Zwischen 1995 und 2010 spielt der zweite Roman des mehrfach preisgekrönten mexikanischen Autors Vicente Alfonso (geboren 1977). Schauplatz ist dessen Heimatstadt Torreón im nordöstlichen mexikanischen Bundesstaat Coahuila. Es geht um einen Mord sowie dessen Vor- und Nachgeschichte.
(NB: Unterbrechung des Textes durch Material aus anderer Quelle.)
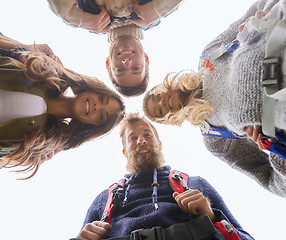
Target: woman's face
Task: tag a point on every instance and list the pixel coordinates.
(160, 104)
(94, 108)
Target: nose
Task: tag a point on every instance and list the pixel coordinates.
(141, 141)
(126, 61)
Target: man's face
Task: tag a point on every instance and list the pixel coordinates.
(127, 61)
(142, 147)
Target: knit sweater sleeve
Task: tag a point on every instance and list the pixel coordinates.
(218, 205)
(67, 10)
(165, 7)
(245, 156)
(231, 32)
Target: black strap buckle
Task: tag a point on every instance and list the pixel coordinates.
(155, 233)
(272, 72)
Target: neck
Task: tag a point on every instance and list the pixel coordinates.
(62, 107)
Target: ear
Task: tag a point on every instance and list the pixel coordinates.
(107, 63)
(146, 58)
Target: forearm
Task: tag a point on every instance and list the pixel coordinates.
(67, 10)
(165, 7)
(231, 32)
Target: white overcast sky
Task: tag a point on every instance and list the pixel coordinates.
(53, 204)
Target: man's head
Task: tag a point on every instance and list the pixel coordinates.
(141, 144)
(128, 66)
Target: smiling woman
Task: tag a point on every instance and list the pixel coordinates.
(35, 125)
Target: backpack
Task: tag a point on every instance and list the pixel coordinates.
(179, 183)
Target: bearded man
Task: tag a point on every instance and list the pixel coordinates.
(147, 199)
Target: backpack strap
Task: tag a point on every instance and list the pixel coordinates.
(178, 181)
(115, 197)
(219, 132)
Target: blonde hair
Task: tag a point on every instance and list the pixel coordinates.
(195, 111)
(32, 151)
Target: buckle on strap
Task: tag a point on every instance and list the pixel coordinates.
(155, 233)
(272, 72)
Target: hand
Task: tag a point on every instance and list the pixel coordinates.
(259, 15)
(96, 23)
(146, 13)
(194, 202)
(255, 134)
(95, 231)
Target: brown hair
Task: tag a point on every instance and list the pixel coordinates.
(129, 120)
(131, 91)
(59, 133)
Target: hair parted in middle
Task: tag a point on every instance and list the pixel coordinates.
(195, 111)
(131, 118)
(131, 91)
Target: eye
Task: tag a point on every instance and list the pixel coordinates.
(136, 68)
(118, 70)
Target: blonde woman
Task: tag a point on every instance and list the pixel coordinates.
(228, 97)
(37, 118)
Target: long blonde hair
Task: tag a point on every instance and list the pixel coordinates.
(195, 111)
(59, 133)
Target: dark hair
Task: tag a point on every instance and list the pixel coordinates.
(131, 91)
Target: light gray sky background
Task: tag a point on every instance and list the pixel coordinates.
(53, 204)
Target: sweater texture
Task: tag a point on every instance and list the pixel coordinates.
(141, 213)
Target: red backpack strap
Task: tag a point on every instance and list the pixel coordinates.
(227, 230)
(106, 216)
(178, 181)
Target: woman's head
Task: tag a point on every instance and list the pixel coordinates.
(177, 99)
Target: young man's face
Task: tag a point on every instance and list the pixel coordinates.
(127, 61)
(142, 147)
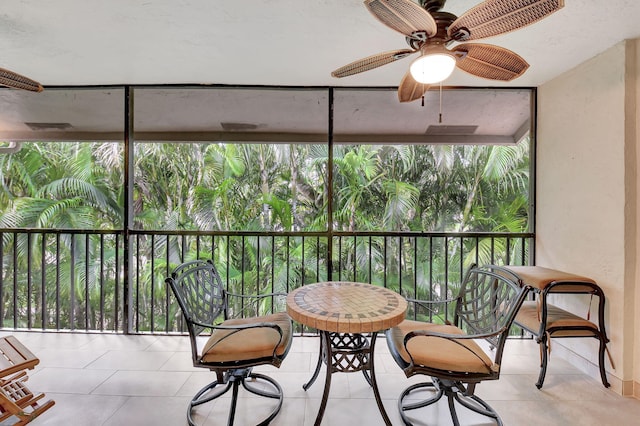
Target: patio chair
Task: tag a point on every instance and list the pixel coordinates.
(452, 353)
(237, 343)
(17, 403)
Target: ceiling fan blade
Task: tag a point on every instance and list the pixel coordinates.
(371, 62)
(488, 61)
(493, 17)
(409, 89)
(404, 16)
(17, 81)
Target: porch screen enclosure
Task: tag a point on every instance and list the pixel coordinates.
(105, 190)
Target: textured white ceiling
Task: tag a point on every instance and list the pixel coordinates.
(266, 42)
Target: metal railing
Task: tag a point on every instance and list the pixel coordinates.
(76, 280)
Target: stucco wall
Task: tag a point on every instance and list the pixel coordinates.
(581, 195)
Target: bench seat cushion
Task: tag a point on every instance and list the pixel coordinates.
(557, 319)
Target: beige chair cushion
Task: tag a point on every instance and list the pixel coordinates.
(242, 345)
(529, 317)
(435, 352)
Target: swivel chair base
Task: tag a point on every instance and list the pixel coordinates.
(454, 391)
(233, 380)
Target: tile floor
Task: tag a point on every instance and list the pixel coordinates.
(147, 380)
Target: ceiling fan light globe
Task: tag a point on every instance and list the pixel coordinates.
(432, 68)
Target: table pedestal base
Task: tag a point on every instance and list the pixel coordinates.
(346, 353)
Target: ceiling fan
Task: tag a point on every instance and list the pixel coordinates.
(429, 31)
(17, 81)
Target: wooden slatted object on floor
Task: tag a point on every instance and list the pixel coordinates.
(16, 399)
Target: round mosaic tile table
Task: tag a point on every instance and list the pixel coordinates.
(342, 311)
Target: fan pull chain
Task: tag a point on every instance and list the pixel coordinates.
(440, 115)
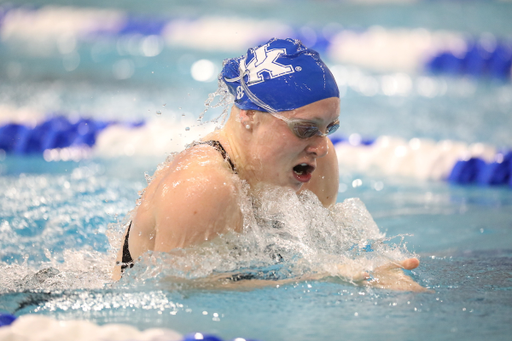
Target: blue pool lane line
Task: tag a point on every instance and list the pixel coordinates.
(55, 132)
(477, 59)
(58, 132)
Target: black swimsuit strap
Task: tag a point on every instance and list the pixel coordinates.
(127, 260)
(216, 144)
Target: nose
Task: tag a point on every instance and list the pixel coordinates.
(318, 146)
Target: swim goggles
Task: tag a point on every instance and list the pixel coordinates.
(303, 129)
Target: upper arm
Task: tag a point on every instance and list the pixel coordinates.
(194, 204)
(325, 180)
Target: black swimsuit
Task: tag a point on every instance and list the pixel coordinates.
(127, 260)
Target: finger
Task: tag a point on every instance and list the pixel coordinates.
(408, 264)
(411, 263)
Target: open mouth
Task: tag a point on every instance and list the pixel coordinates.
(302, 172)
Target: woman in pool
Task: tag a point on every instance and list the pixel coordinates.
(286, 103)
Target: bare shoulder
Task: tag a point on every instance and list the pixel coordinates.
(191, 199)
(325, 180)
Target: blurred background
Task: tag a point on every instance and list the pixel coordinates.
(405, 68)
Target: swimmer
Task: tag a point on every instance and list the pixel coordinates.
(286, 104)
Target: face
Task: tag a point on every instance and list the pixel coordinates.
(282, 158)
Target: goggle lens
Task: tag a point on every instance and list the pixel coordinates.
(307, 130)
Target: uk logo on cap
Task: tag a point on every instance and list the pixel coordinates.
(265, 60)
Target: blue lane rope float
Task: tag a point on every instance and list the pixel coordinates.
(477, 171)
(55, 132)
(58, 132)
(479, 58)
(6, 319)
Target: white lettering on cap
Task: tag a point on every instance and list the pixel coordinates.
(265, 61)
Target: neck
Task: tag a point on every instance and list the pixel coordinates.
(236, 140)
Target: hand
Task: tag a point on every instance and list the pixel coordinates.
(391, 276)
Während sich die gesamte Bevölkerung der 600.000 Einwohner-Stadt am 20. Mai 2001 im Banne eines entscheidenden Fußballspiels befindet, wird in einem kleinen Lokal mit dem bezeichnenden Namen „Zum letzten Schluck“ Farid Sabag, einst bekannt als DER GROSSE PADILLA, Zauberer und Illusionskünstler, erdrosselt.

Ein Gewaltakt, der beinahe unbemerkt geschieht, denn auch die Aufmerksamkeit eventueller Zeugen der Bluttat gilt fast ungebrochen dem sportlichen Großereignis, das, nachdem die einheimische Mannschaft das Spiel in den letzten Minuten unglücklich verliert, in Tumulte umschlägt, die die örtliche Polizei bis in die Nacht beschäftigen. Klar ist allerdings: Es war einer der Ayala-Zwillinge, der nach einem kurzen Streit im Gastraum den den meisten Anwesenden unbekannten Sabag auf der Toilette des Lokals tötete. Aber die Brüder Remo und Rómulo Ayala sind Zwillinge und deshalb äußerlich nicht voneinander zu unterscheiden. Und so steht die Lösung des Rätsels erst einmal dahin.

Die Tränen von San Lorenzo ist ein raffiniert verschachtelter, der lateinamerikanischen Erzähltradtion des magischen Realismus eines Jorge Luis Borges – zu desssen Erzählung Eindringling Alfonso enge Bezüge herstellt – oder Julio Cortázar in seiner Machart eng verwandter Roman. Er trägt Züge eines Kriminalromans, ist darüber hinaus aber vor allem eine Auseinandersetzung seines Autors mit dem Problem der menschlichen Identität. In einem Interview aus dem Jahre 2016 – nachzulesen auf der Webseite des Züricher Unionsverlags – hat Vicente Alfonso zudem bekannt, dass in das Buch auch eine ganze Menge an autobiografischen Details Eingang gefunden haben. So besitzt der Autor selbst einen identischen Zwilling, wuchs am Schauplatz seines Romans auf, studierte 14 Jahre an einer Jesuitenschule und seine Mutter arbeitete als Richterin, in jenem Beruf also, den im Text  der Vater der Ayala-Zwillinge ausübt.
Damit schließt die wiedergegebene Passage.